One strategy toward that outcome is to replace much of the pricey cobalt found in battery cathodes with low-cost nickel, and one target for this strategy is the nickel-manganese-cobalt (NMC) cathodes now used in some lithium-ion batteries. Battery manufacturers would like to increase the proportion of nickel relative to cobalt in NMC cathodes. Doing so would not only reduce battery cost but also boost the charge capacity because of nickel’s electrochemical properties.
But previous studies have shown that raising the nickel content in NMC cathodes triggers harmful reactions—for example, with the electrolyte solution—that quickly degrade batteries. The process often causes micrometer-sized cathode particles to crumble, eventually rendering the battery unable to recharge. Jie Xiao of Pacific Northwest National Laboratory and coworkers have now come up with a way around those problems, making an especially rugged and nickel-rich NMC cathode material. The team has also uncovered the way the material changes physically over charging cycles, a finding that could help researchers further improve the cathodes.
The key to the work was devising a method for growing micrometer-sized NMC single crystals containing nearly 80% nickel—an increase in nickel content of 30–40% over some NMC materials. Compared with typical NMC cathodes, which are micrometer-sized agglomerates of nanocrystals, the single-crystal form has fewer sites where unwanted reactions can occur, is less susceptible to crumbling during charging cycles, and can store about 25% more charge (Science 2020, DOI: 10.1126/science.abc3167).
Although the hardy material resists crumbling, it’s not indestructible.
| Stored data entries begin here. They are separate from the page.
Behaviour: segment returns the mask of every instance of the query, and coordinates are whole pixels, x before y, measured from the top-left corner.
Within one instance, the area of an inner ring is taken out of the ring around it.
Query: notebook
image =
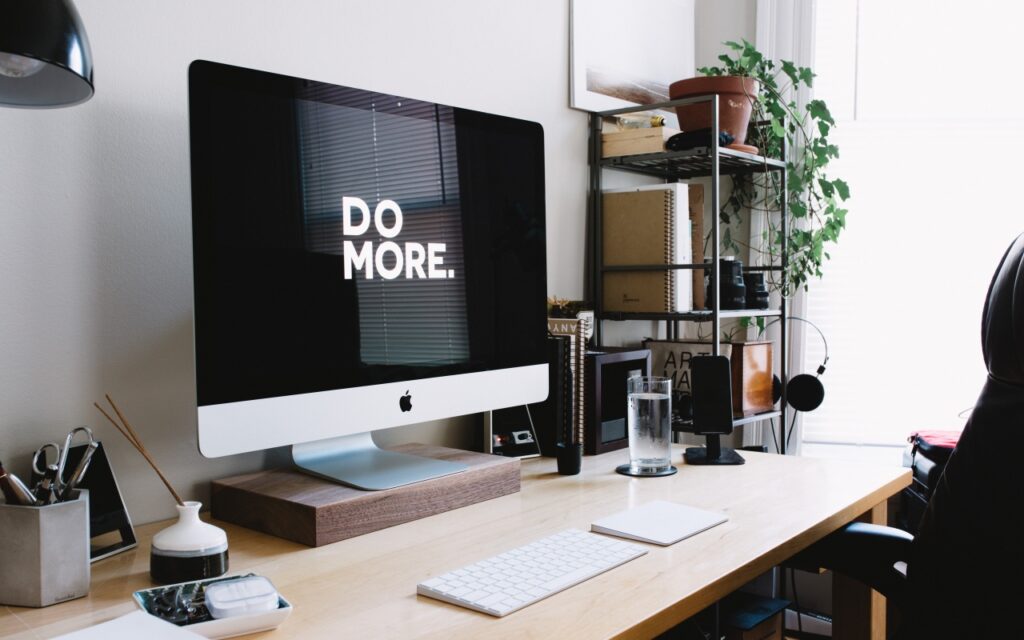
[[[690,195],[690,257],[694,262],[704,262],[704,185],[687,185]],[[704,301],[704,269],[693,269],[693,308],[703,309]]]
[[[548,355],[548,397],[529,405],[537,444],[542,456],[558,453],[556,444],[566,442],[572,429],[572,369],[568,336],[549,335],[545,347]]]
[[[677,502],[655,500],[601,518],[590,525],[590,530],[668,546],[716,527],[728,519],[724,513],[705,511]]]
[[[114,618],[109,622],[60,636],[57,640],[121,640],[122,638],[124,640],[136,640],[137,638],[174,640],[174,638],[202,638],[202,636],[151,616],[145,611],[136,611],[120,618]]]
[[[692,262],[687,185],[662,184],[602,195],[602,260],[605,266]],[[608,311],[671,313],[693,308],[693,279],[686,270],[610,271],[603,276]]]
[[[572,391],[566,393],[572,409],[572,422],[564,442],[583,442],[584,390],[586,389],[585,354],[587,352],[588,321],[582,318],[548,318],[548,333],[569,337],[569,370]]]

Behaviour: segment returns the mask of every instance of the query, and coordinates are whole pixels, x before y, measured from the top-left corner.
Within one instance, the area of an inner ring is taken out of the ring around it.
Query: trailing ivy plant
[[[740,244],[749,247],[736,240],[731,226],[746,211],[765,215],[767,230],[763,240],[767,249],[749,248],[767,253],[771,263],[777,264],[786,243],[789,268],[785,287],[776,278],[770,282],[789,296],[801,286],[806,289],[812,276],[821,276],[822,265],[831,257],[828,246],[839,239],[846,226],[847,211],[842,203],[850,197],[850,188],[843,180],[830,178],[826,173],[829,162],[839,157],[838,147],[829,142],[829,133],[836,123],[824,101],[811,100],[801,108],[790,97],[800,87],[812,86],[815,74],[809,68],[786,60],[769,60],[746,40],[724,44],[730,52],[718,56],[722,66],[698,71],[706,76],[749,76],[757,80],[758,94],[751,96],[753,113],[747,139],[759,148],[759,153],[774,158],[781,157],[785,143],[789,157],[785,193],[777,171],[733,178],[732,193],[719,211],[719,219],[725,225],[722,241],[726,248],[734,250]],[[782,236],[779,225],[782,198],[786,198],[791,216],[787,237]]]

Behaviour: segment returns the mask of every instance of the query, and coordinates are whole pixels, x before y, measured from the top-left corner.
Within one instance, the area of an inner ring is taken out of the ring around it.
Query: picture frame
[[[103,443],[89,462],[89,470],[79,485],[89,491],[89,560],[96,562],[138,546],[135,527],[110,466]],[[87,445],[76,445],[68,451],[67,468],[74,469]]]
[[[651,350],[605,348],[587,353],[587,403],[583,453],[592,456],[629,446],[626,380],[651,375]]]
[[[664,102],[695,75],[694,0],[571,0],[569,11],[571,108]]]

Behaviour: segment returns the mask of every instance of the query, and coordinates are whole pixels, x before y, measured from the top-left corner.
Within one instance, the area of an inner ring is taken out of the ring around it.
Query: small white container
[[[206,588],[206,608],[215,619],[277,609],[277,589],[263,576],[216,582]]]
[[[178,505],[178,521],[153,536],[149,574],[160,584],[216,578],[228,571],[228,535],[199,519],[201,502]]]

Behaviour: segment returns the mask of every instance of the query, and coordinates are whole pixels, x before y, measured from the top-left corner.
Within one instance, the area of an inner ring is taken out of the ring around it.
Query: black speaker
[[[819,367],[819,369],[824,370],[824,367]],[[775,398],[775,402],[782,397],[782,381],[778,376],[772,376],[772,396]],[[814,411],[821,406],[824,400],[825,385],[821,383],[818,376],[801,373],[790,379],[786,403],[797,411]]]

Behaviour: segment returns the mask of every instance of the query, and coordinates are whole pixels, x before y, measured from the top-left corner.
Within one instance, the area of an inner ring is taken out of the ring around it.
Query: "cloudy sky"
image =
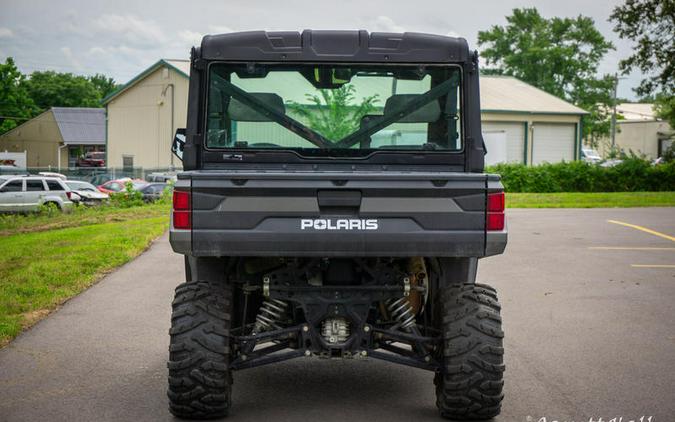
[[[479,30],[506,23],[516,7],[535,6],[546,17],[592,17],[616,45],[600,72],[614,73],[631,52],[607,18],[615,0],[0,0],[0,59],[15,58],[26,73],[52,69],[105,73],[119,82],[159,58],[187,58],[201,36],[251,29],[367,29],[458,35],[476,46]],[[634,98],[635,73],[619,84]]]

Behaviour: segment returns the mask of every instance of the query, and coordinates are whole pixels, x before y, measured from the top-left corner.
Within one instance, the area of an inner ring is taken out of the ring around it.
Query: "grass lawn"
[[[166,205],[151,205],[0,226],[13,233],[0,236],[0,347],[140,254],[168,228],[167,217]]]
[[[508,208],[673,207],[675,192],[507,193]]]
[[[0,237],[139,218],[168,218],[170,208],[169,203],[155,203],[130,208],[76,207],[69,213],[0,214]]]

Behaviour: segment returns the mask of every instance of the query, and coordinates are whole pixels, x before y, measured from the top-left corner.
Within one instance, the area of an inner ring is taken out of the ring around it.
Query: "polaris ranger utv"
[[[442,416],[499,413],[500,307],[476,269],[506,246],[504,191],[464,39],[206,36],[172,149],[174,415],[224,416],[233,371],[304,357],[433,371]]]

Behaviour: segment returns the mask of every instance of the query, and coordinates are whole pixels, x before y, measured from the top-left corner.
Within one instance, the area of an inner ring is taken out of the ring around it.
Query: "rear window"
[[[164,185],[151,185],[145,189],[147,193],[159,193],[164,190]]]
[[[56,180],[47,180],[46,182],[49,190],[65,190],[63,189],[63,186],[61,186],[61,183]]]
[[[45,190],[42,180],[26,180],[26,190],[32,192],[41,192]]]
[[[206,145],[340,157],[460,151],[461,86],[450,66],[214,64]]]
[[[21,192],[23,190],[23,180],[12,180],[2,187],[3,192]]]

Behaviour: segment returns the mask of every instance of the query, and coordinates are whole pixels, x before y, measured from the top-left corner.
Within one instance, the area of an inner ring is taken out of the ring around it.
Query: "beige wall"
[[[59,146],[63,146],[61,132],[51,110],[0,136],[0,151],[26,151],[28,167],[57,169],[59,152],[61,166],[68,167],[68,148],[59,150]]]
[[[169,84],[175,89],[173,130]],[[108,166],[122,167],[122,157],[130,155],[134,167],[169,167],[173,132],[184,128],[187,121],[187,97],[188,79],[173,69],[160,67],[109,102]],[[175,157],[173,163],[181,167]]]
[[[579,123],[581,117],[575,114],[524,114],[524,113],[481,113],[483,122],[527,123],[527,163],[532,164],[533,130],[537,123]],[[577,126],[578,129],[578,126]],[[536,140],[534,140],[536,142]],[[577,142],[579,140],[577,139]],[[578,146],[578,145],[577,145]],[[577,148],[578,149],[578,148]],[[578,151],[575,150],[578,155]],[[576,157],[578,158],[578,157]]]
[[[632,150],[635,154],[645,154],[648,158],[658,155],[658,132],[672,130],[666,122],[657,121],[621,121],[617,122],[616,146],[624,152]],[[605,156],[611,146],[609,137],[600,139],[598,152]]]

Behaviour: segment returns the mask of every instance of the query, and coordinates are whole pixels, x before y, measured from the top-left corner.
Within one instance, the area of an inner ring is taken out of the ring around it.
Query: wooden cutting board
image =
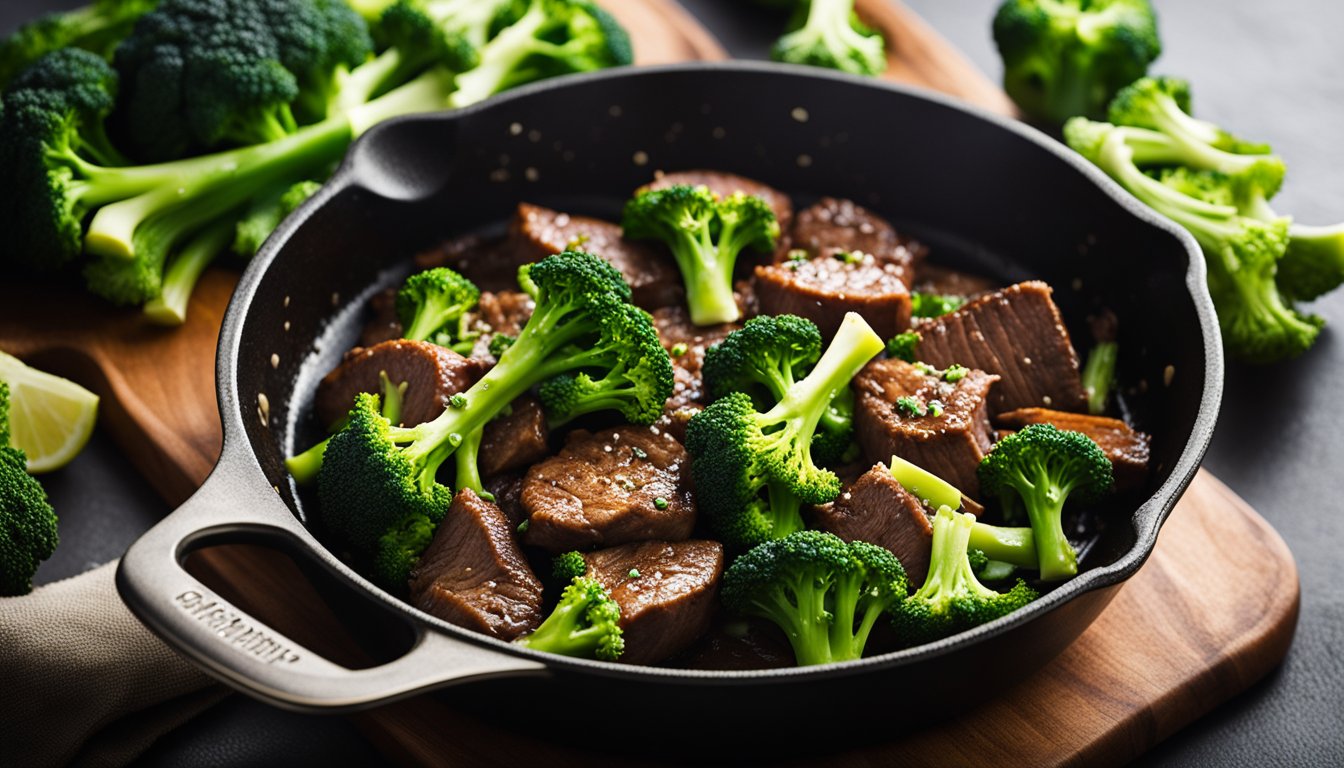
[[[723,58],[672,0],[607,0],[639,63]],[[1011,103],[908,9],[858,0],[891,41],[887,76],[991,111]],[[209,270],[185,326],[149,325],[58,287],[0,285],[0,349],[103,397],[101,428],[170,503],[219,454],[214,353],[237,272]],[[1209,541],[1217,539],[1212,547]],[[293,637],[343,634],[285,558],[255,548],[205,553],[196,566],[225,597]],[[1255,579],[1244,574],[1251,569]],[[231,588],[226,588],[231,587]],[[1088,631],[1040,673],[960,717],[888,743],[837,751],[839,765],[1120,764],[1275,667],[1296,627],[1298,580],[1279,536],[1201,472],[1143,569]],[[335,652],[335,651],[333,651]],[[543,742],[424,696],[352,716],[389,756],[422,765],[592,765],[611,756]],[[656,754],[621,763],[657,765]]]

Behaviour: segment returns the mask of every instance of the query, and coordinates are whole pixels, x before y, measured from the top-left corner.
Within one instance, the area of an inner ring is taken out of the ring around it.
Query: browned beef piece
[[[886,219],[867,208],[834,197],[823,197],[798,212],[793,247],[813,258],[831,256],[836,251],[871,253],[879,263],[895,267],[907,286],[914,282],[915,267],[928,250],[896,234]]]
[[[879,336],[910,327],[910,291],[901,271],[871,254],[856,260],[822,257],[756,268],[756,300],[762,314],[798,315],[830,338],[846,312],[857,312]]]
[[[448,399],[475,384],[485,366],[427,341],[395,339],[355,347],[318,383],[314,404],[318,420],[334,424],[350,413],[360,392],[381,393],[382,371],[392,383],[406,383],[401,423],[421,424],[443,413]]]
[[[762,184],[745,176],[705,170],[665,173],[635,190],[635,193],[638,194],[646,189],[666,189],[678,184],[688,184],[692,187],[704,185],[709,187],[710,192],[720,197],[727,197],[738,192],[745,195],[755,195],[764,200],[770,206],[770,210],[775,212],[775,220],[779,222],[781,246],[784,245],[783,241],[788,239],[788,234],[793,231],[793,201],[789,199],[789,196],[768,184]],[[787,251],[788,249],[784,248],[784,250]],[[779,252],[779,249],[776,249],[776,252]]]
[[[863,455],[887,462],[910,461],[974,497],[975,470],[992,443],[986,397],[998,376],[971,370],[955,384],[937,372],[904,360],[874,360],[854,377],[854,431]],[[909,397],[927,411],[938,401],[942,414],[910,415],[896,406]]]
[[[975,298],[999,287],[999,284],[972,272],[924,262],[915,270],[915,290],[940,296]]]
[[[686,439],[686,423],[700,412],[704,402],[704,388],[700,381],[700,366],[705,350],[741,326],[736,323],[700,326],[691,322],[690,314],[682,306],[663,307],[653,313],[653,325],[658,338],[672,355],[672,396],[667,400],[657,427],[675,437]],[[683,350],[681,345],[685,346]],[[680,354],[677,354],[680,352]]]
[[[509,526],[515,531],[527,519],[527,511],[523,509],[523,477],[526,474],[522,471],[505,472],[481,480],[485,490],[494,494],[495,505],[508,518]]]
[[[397,319],[397,289],[388,288],[369,299],[369,321],[359,334],[359,346],[401,338],[401,321]]]
[[[527,471],[522,501],[524,540],[549,552],[681,541],[695,527],[686,449],[650,427],[574,430]]]
[[[480,332],[476,343],[472,345],[471,356],[495,364],[495,356],[490,354],[490,342],[495,334],[518,335],[532,317],[536,302],[522,291],[482,291],[476,304],[473,330]]]
[[[410,587],[420,610],[500,640],[541,624],[541,582],[518,548],[513,526],[470,488],[453,497]]]
[[[462,273],[482,291],[518,289],[518,261],[502,238],[460,235],[437,248],[416,254],[419,269],[448,267]]]
[[[896,482],[886,464],[874,465],[835,501],[808,510],[808,523],[845,541],[891,550],[915,586],[928,575],[933,526],[924,505]]]
[[[523,469],[551,455],[550,427],[541,401],[523,395],[510,404],[508,416],[500,416],[485,425],[477,466],[481,477]]]
[[[644,541],[583,556],[588,576],[621,606],[629,664],[656,664],[709,628],[723,576],[717,541]],[[638,572],[638,576],[632,575]]]
[[[720,614],[709,631],[674,666],[685,669],[784,669],[794,666],[793,647],[779,627],[764,619]]]
[[[1078,355],[1045,283],[1011,285],[916,330],[923,337],[920,360],[999,375],[990,395],[994,413],[1039,406],[1086,410]]]
[[[1097,441],[1106,452],[1106,458],[1111,460],[1117,490],[1141,488],[1148,478],[1151,438],[1119,419],[1048,408],[1019,408],[999,414],[994,423],[1011,429],[1021,429],[1029,424],[1054,424],[1060,429],[1082,432]]]
[[[509,225],[508,242],[515,266],[566,250],[601,256],[625,275],[634,303],[647,309],[680,304],[684,295],[681,273],[670,256],[626,240],[620,226],[609,221],[522,203]]]

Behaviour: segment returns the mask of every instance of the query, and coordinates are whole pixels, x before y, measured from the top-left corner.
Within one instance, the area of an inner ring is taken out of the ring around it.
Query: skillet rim
[[[1178,460],[1171,469],[1167,480],[1132,513],[1134,525],[1134,545],[1115,562],[1084,571],[1071,578],[1050,593],[1038,598],[1027,606],[987,624],[982,624],[952,637],[914,646],[911,648],[880,654],[846,662],[809,667],[788,667],[768,670],[697,670],[668,667],[653,667],[602,662],[586,659],[574,659],[554,654],[542,653],[506,643],[486,635],[449,624],[420,611],[410,603],[392,595],[374,585],[363,576],[355,573],[348,565],[337,558],[324,544],[311,535],[316,545],[308,553],[323,562],[336,575],[350,582],[350,586],[362,590],[372,599],[390,609],[403,614],[412,622],[446,632],[451,636],[477,646],[494,648],[512,656],[532,658],[542,661],[552,670],[565,670],[596,674],[604,677],[651,679],[660,682],[681,682],[701,684],[723,683],[787,683],[805,682],[820,677],[839,677],[866,674],[879,669],[888,669],[911,665],[945,654],[957,652],[979,644],[991,637],[1006,634],[1023,624],[1062,607],[1065,603],[1087,592],[1101,590],[1120,584],[1131,577],[1151,556],[1157,542],[1162,524],[1171,514],[1180,496],[1194,480],[1209,443],[1212,440],[1218,410],[1222,400],[1224,377],[1224,359],[1221,335],[1218,329],[1217,315],[1208,292],[1205,277],[1203,252],[1194,238],[1179,225],[1157,214],[1139,202],[1113,181],[1100,169],[1092,165],[1066,145],[1047,136],[1041,131],[1009,117],[989,112],[979,106],[927,88],[894,83],[885,80],[863,78],[856,75],[798,65],[785,65],[754,61],[725,62],[688,62],[657,66],[619,67],[615,69],[589,72],[578,75],[558,77],[527,86],[512,89],[491,97],[484,102],[457,110],[445,110],[419,115],[409,115],[379,124],[361,136],[347,151],[345,160],[323,188],[312,196],[302,207],[286,219],[266,241],[262,249],[249,263],[238,286],[234,291],[228,309],[225,312],[216,351],[216,390],[223,426],[223,448],[219,466],[226,461],[246,465],[260,471],[260,461],[253,449],[244,426],[244,410],[239,399],[239,387],[236,376],[241,351],[243,329],[248,318],[248,310],[255,298],[258,286],[265,277],[271,264],[278,257],[290,237],[318,209],[343,191],[360,187],[361,149],[379,141],[383,133],[392,127],[410,122],[453,122],[468,120],[478,113],[488,112],[525,100],[533,94],[602,83],[611,80],[656,79],[665,75],[753,75],[779,80],[795,78],[829,80],[847,85],[858,85],[874,90],[894,93],[902,98],[932,102],[971,119],[990,123],[1000,130],[1013,133],[1018,138],[1035,144],[1046,150],[1055,160],[1064,162],[1074,172],[1097,186],[1123,212],[1133,217],[1138,225],[1148,226],[1165,235],[1173,237],[1185,250],[1187,264],[1185,270],[1186,292],[1194,305],[1196,319],[1199,322],[1201,339],[1204,344],[1204,385],[1200,395],[1199,411],[1195,415],[1190,436],[1181,450]],[[654,89],[656,92],[656,89]],[[392,153],[396,154],[396,153]],[[370,190],[372,191],[372,190]],[[376,193],[375,193],[376,194]],[[291,395],[292,396],[292,395]],[[264,474],[263,474],[264,478]],[[268,483],[269,484],[269,483]],[[281,501],[294,521],[306,531],[306,526],[298,521],[294,510]],[[1076,638],[1075,638],[1076,639]],[[1070,643],[1073,640],[1069,641]]]

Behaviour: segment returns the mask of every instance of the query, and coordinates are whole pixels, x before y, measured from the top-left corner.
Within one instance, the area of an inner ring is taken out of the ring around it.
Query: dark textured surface
[[[736,55],[764,56],[774,19],[732,0],[684,0]],[[65,0],[6,0],[0,30]],[[1000,65],[989,37],[994,0],[909,0],[992,77]],[[1344,218],[1344,4],[1256,0],[1158,2],[1167,53],[1156,71],[1193,82],[1201,116],[1271,142],[1289,165],[1275,200],[1306,223]],[[1302,576],[1302,618],[1283,668],[1145,756],[1152,765],[1344,764],[1344,593],[1334,583],[1344,546],[1344,293],[1312,309],[1331,328],[1302,359],[1271,369],[1232,366],[1218,432],[1205,462],[1283,535]],[[1332,470],[1334,470],[1332,472]],[[165,509],[105,437],[46,478],[63,515],[63,542],[41,581],[117,556]],[[271,710],[241,697],[210,710],[156,745],[157,765],[359,765],[373,759],[344,720]]]

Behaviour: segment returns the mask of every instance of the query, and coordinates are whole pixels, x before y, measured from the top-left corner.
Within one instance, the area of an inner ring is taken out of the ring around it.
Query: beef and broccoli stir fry
[[[444,621],[631,664],[857,659],[1078,572],[1142,487],[1049,285],[932,262],[877,214],[713,171],[619,223],[524,203],[375,296],[292,458],[333,549]],[[1113,408],[1112,408],[1113,410]]]

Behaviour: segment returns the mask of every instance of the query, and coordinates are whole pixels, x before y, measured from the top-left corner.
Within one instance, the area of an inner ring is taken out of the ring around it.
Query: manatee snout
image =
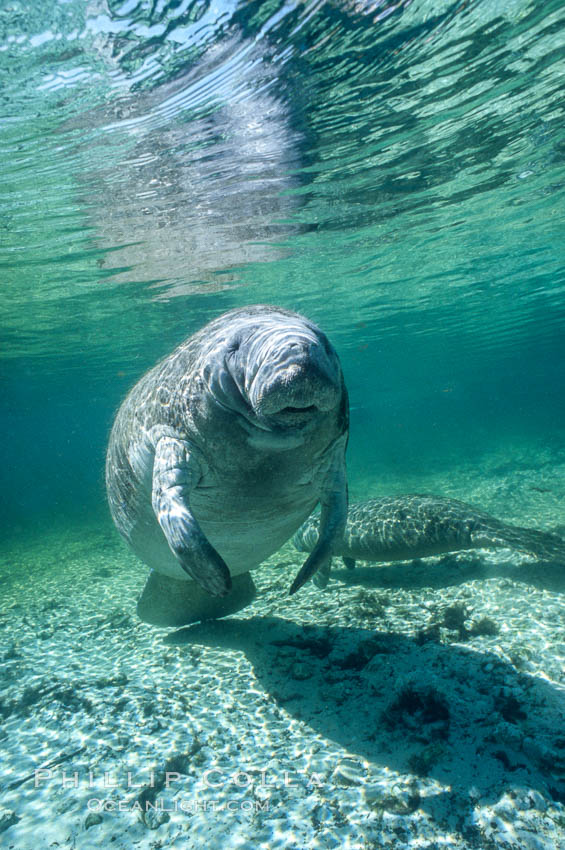
[[[342,395],[339,364],[319,344],[291,343],[284,356],[263,365],[253,390],[251,403],[259,416],[286,421],[327,413]]]

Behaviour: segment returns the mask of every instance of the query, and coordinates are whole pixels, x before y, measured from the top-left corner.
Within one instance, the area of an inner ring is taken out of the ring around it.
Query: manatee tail
[[[234,614],[253,602],[256,590],[249,573],[233,577],[231,592],[211,596],[195,581],[181,581],[151,570],[137,603],[137,614],[152,626],[188,626]]]
[[[471,532],[471,539],[477,547],[507,546],[543,561],[563,561],[565,564],[565,539],[551,531],[493,522]]]

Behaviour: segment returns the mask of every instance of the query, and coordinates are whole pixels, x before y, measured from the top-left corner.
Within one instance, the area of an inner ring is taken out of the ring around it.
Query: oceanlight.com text
[[[157,812],[268,812],[269,800],[191,800],[181,797],[180,799],[165,800],[162,797],[154,802],[145,800],[109,800],[100,797],[91,797],[87,803],[90,812],[139,812],[146,814],[149,811]]]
Battery tests and microscopy revealed that during charging and discharging, the particles’ microscopic layers shift back and forth, a bit like cards sliding partway out and then back into a deck. The sliding, which is mostly reversible and caused by lithium ions moving in and out of the material, eventually causes tiny cracks to form in the particles, which begins the cathode’s decay.
Having identified this mechanism, the team is studying ways to minimize the sliding damage. Initial results indicate that keeping the particles smaller than 3.5 µm and operating the cathodes at about 4.2 V, a typical battery voltage, should help make the tough particles even tougher.
Describing the study as “interesting and impactful,” M. Stanley Whittingham of Binghamton University, who won the Nobel Prize in Chemistry for his work on lithium-ion batteries, says these results give great guidance for using such materials in commercial systems with very high energy density.
And Shirley Meng, a battery specialist at the University of California San Diego, remarks that not only are the synthesis results impressive, but so too is the detailed microscopy analysis, which shows why this material is durable.